Toward that goal, the report highlights five trends that are reshaping and impacting the global workforce for 2025. They include:
Sustainable Workplaces - integrated partnership between society and organizations. In 2025, organizations will face growing pressure to address global challenges ranging from ethical AI use in the workplace to demographic changes like declining birth rates and an aging population. These issues are no longer isolated from business; they demand an integrated partnership between society and organizations. For example, labor shortages driven by demographic changes challenge companies to rethink their workforce strategies for future sustainability; for example, family-friendly offerings have increased substantially over the last year as employers acknowledge the reality that many more people are now responsible for aging relatives as well as young children.

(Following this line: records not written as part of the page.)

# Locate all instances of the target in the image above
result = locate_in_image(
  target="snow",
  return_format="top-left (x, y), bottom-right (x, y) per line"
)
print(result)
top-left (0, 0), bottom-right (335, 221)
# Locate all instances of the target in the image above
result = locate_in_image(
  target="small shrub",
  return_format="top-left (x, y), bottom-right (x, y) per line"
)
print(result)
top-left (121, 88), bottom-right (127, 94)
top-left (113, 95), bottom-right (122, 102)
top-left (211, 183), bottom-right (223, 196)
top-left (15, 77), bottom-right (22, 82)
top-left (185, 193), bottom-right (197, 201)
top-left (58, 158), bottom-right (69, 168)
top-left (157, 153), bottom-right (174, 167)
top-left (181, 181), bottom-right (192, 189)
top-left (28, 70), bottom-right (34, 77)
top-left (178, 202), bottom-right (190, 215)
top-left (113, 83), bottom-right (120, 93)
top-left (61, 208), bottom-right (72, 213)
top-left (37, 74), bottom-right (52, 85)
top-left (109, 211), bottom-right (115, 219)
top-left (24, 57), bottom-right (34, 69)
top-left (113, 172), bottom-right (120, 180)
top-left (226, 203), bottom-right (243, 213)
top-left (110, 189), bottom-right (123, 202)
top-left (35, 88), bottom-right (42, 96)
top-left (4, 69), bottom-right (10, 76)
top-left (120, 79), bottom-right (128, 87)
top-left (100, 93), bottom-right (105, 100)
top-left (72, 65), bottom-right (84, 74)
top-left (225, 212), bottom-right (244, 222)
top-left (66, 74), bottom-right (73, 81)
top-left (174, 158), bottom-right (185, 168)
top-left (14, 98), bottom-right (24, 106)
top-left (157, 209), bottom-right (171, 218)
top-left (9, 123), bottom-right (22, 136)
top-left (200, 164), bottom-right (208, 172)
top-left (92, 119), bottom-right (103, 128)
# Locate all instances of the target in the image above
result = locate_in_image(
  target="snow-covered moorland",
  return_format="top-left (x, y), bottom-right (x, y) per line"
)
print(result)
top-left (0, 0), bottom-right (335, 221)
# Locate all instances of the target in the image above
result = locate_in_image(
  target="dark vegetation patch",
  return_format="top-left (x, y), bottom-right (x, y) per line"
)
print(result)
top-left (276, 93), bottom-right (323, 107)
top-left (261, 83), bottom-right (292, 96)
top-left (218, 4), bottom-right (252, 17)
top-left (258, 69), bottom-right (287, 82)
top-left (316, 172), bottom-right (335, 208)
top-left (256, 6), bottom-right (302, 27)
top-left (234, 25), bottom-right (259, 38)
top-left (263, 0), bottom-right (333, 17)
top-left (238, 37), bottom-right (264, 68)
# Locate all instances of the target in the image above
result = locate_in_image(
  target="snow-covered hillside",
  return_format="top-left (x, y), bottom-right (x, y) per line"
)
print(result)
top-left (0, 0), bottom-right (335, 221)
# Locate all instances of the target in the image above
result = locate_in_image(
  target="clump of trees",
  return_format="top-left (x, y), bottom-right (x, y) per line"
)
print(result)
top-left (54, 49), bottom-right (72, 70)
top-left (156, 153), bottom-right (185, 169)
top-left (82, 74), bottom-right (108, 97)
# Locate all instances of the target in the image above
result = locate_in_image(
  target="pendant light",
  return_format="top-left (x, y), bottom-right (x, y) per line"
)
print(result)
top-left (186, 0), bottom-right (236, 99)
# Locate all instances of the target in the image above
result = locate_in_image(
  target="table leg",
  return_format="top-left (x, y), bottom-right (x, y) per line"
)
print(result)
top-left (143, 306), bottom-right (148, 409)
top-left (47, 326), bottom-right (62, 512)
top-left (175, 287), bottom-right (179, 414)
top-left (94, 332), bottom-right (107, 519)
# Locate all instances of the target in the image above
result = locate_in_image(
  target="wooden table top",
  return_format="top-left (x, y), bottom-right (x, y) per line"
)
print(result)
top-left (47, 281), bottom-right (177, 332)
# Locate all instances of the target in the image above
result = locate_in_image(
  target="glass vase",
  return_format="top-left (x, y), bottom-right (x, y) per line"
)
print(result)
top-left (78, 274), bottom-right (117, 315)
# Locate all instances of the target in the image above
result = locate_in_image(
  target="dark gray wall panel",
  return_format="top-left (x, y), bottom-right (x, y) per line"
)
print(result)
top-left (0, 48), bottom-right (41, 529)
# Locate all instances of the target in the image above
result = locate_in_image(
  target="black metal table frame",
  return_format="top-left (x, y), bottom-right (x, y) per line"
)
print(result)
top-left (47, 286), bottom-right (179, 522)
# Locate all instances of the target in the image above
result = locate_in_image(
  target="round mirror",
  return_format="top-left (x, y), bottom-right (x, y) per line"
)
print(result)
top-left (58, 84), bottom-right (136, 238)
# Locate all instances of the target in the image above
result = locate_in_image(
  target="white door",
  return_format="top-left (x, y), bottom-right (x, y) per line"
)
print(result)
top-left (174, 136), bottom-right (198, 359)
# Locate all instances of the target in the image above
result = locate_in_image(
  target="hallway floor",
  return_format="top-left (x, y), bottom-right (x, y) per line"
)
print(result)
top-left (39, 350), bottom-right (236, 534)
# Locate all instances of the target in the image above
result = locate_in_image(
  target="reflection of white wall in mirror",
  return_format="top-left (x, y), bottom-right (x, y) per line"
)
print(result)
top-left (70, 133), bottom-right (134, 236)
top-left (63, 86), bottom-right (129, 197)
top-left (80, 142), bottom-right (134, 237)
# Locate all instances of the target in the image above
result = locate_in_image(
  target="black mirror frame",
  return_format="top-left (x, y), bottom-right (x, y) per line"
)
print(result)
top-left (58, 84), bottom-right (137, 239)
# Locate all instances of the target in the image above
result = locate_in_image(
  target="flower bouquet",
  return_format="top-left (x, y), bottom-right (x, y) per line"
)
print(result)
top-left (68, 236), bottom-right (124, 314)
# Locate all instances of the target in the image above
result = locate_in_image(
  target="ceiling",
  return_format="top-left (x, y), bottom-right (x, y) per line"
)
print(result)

New belonging – networking beyond to connect with various jobs, industries, and networks. Unlike previous generations, today’s employees change jobs and careers with greater fluidity, spanning multiple organizations over relatively short periods. This shift is reshaping the traditional, company-centered sense of belonging into a more dynamic, interconnected experience. Employees no longer expect to build lasting relationships solely within a single organization, but rather they form communities that stretch across various jobs, industries, and networks, sometimes even in public coworking spaces where the people they interact with daily may not even work for the same company. However, this fluidity offers companies a unique advantage: as employees move between organizations and interact with diverse professionals in shared spaces, they bring with them fresh ideas, innovations, and relationships that generate significant value.

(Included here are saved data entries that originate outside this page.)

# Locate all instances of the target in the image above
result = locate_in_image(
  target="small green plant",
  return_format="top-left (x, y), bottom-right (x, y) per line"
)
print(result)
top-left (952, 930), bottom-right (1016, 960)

Transforming experiences – “new collar” jobs. In 2025, we will see a substantial blurring of the traditional categories of “white collar” jobs—typically clerical, administrative, managerial, and executive roles—and “blue collar” jobs, which are typically found in the agriculture, manufacturing, construction, mining, or maintenance sectors. The nature of jobs once considered blue-collar has changed dramatically, thanks in no small part to advancements in technology, especially AI. Post pandemic, there seems to be a much higher demand in many places around the world for skilled trades and manual labor, coupled with a growing emphasis for needed skills over formal qualifications. This shift, sometimes described as the rise of “new collar” jobs, combines the technical expertise often associated with blue-collar work with the adaptability and digital skills needed in today’s job market.
Neuroinclusion - a competitive advantage. Organizations are also increasingly recognizing the advantages of including neurodivergent individuals in the workplace, hiring people with autism, dyslexia, dyspraxia, dyscalculia, and ADHD, as well as certain mental health conditions. In addition to bringing bringing unique perspectives and capabilities, these employees are also an important part of Diversity, Equity and Inclusion (DEI). This practice often requires companies to provide accommodation, adjustments, and support, but 2025 will bring a more radical shift, as neuroinclusivity is evolving from an afterthought to a foundational principle in workplace design, culture, and HR policies.
AI-powered leadership - balance between human intuition and AI’s analytical power.
If 2024 marked AI’s disruption of highly skilled roles like software development and healthcare, 2025 will be the year AI reshapes the highest levels of leadership, bringing a new balance between human intuition and AI’s analytical power. In this evolving landscape, leadership is no longer an individual pursuit, but a collective effort changed by intelligent systems. AI is not just influencing mid-level roles; it is becoming a partner in the C-suite, helping leaders navigate complexity, understand team dynamics, and make strategic decisions that benefit the entire organization.